CMR scans were performed on a 1.5 T CMR scanner (MAGNETOM Aera, Siemens Healthineers, Erlangen, Germany) with a dedicated 32-channel spine coil and an 18-channel body coil.
In order to promote coronary vasodilatation and control heart rate, patients were given sublingual 800 mcg glyceryl trinitrate and intravenous metoprolol (Betaloc ®, AstraZeneca, United Kingdom), titrated in 5 mg aliquots to target a heart rate of 60 bpm.

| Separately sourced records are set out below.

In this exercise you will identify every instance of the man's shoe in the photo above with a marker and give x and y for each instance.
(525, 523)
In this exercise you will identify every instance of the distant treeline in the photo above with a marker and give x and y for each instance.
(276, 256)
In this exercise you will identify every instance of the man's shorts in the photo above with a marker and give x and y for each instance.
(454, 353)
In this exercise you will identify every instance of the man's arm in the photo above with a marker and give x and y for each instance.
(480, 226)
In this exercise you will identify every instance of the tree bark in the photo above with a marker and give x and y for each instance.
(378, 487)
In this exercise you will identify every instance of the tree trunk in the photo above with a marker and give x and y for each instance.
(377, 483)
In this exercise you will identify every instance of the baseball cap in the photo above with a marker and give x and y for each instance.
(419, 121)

A multi-slice survey was performed in the axial, coronal and sagittal planes. A free-breathing 4 chamber cine was acquired using a balanced steady state free precession (bSSFP) sequence, to ascertain the optimal time period during which there was the least cardiac motion, typically the diastolic phase of the cardiac cycle. This acquisition was performed free-breathing to mimic the same conditions of the free-breathing CCMRA acquisition, since breath holds during image acquisition have been shown to alter heart rate [9]. Typical parameters for the cine acquisition included: echo time 1.16 ms, repetition time 2.32 ms, flip angle 50°, voxel size 1.8 × 1.8× 6 mm, segmented acquisition, retrospective gating and 25 phases per cardiac cycle.

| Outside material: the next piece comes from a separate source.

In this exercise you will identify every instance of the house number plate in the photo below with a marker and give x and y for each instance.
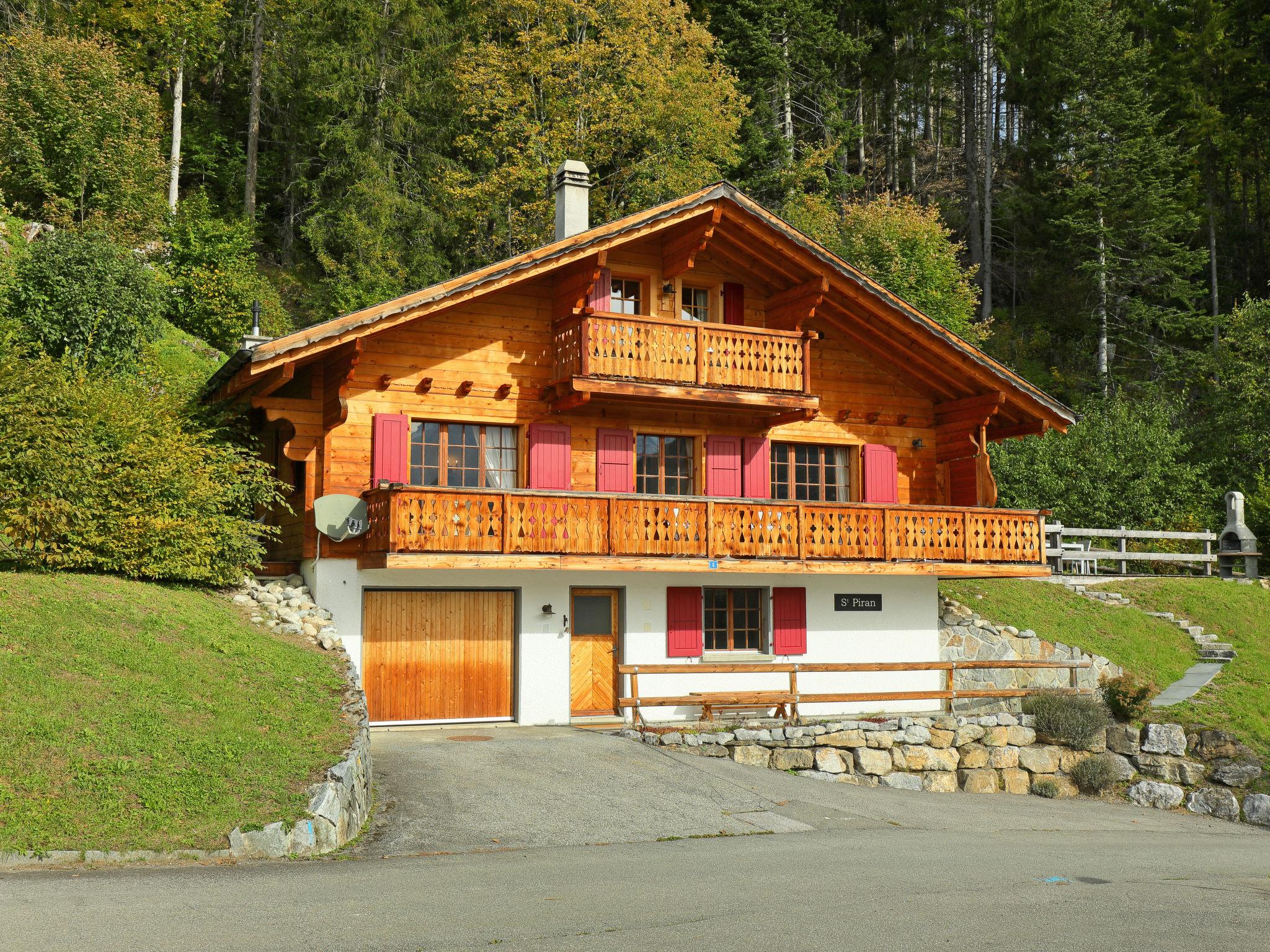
(858, 603)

The CCMRA acquisition used an electrocardiogram (ECG)-triggered undersampled (threefold acceleration factor) free-breathing 3D whole-heart, bSSFP sequence with a 3D variable density spiral-like Cartesian trajectory with golden-angle rotation, as previously described [7]. Typical parameters included: echo time 1.6 ms, repetition time 3.7 ms, flip angle 90°, bandwidth per pixel 890 Hz and field of view 320 × 320 × 86–115 mm. A low-resolution 2D image-navigator (iNAV) preceded each spiral-like interleave which allows for 100% respiratory scan efficiency, predictable scan time and 2D translational motion correction of the heart on a beat-to-beat basis [10]. A spectrally selective spectral presaturation with inversion recovery (SPIR) fat saturation pulse with a constant flip angle of 130° was used to improve coronary delineation and minimize fat-related artefacts. An adiabatic T2 preparation module (40 ms) was used at each heartbeat in order to enhance the contrast between blood and cardiac muscle, and thereby avoid extracellular contrast agents. The reconstructed voxel size was 0.6 mm3 (acquired isotropic resolution of 0.9 mm3). Acquisition times were recorded.
This consisted of three main steps as previously described [8], which involves beat-to-beat respiratory binning and intra-bin translational motion correction using 2D iNAV [10], bin-to-bin 3D non-rigid motion correction [11] and 3D patch-based low-rank reconstruction [7].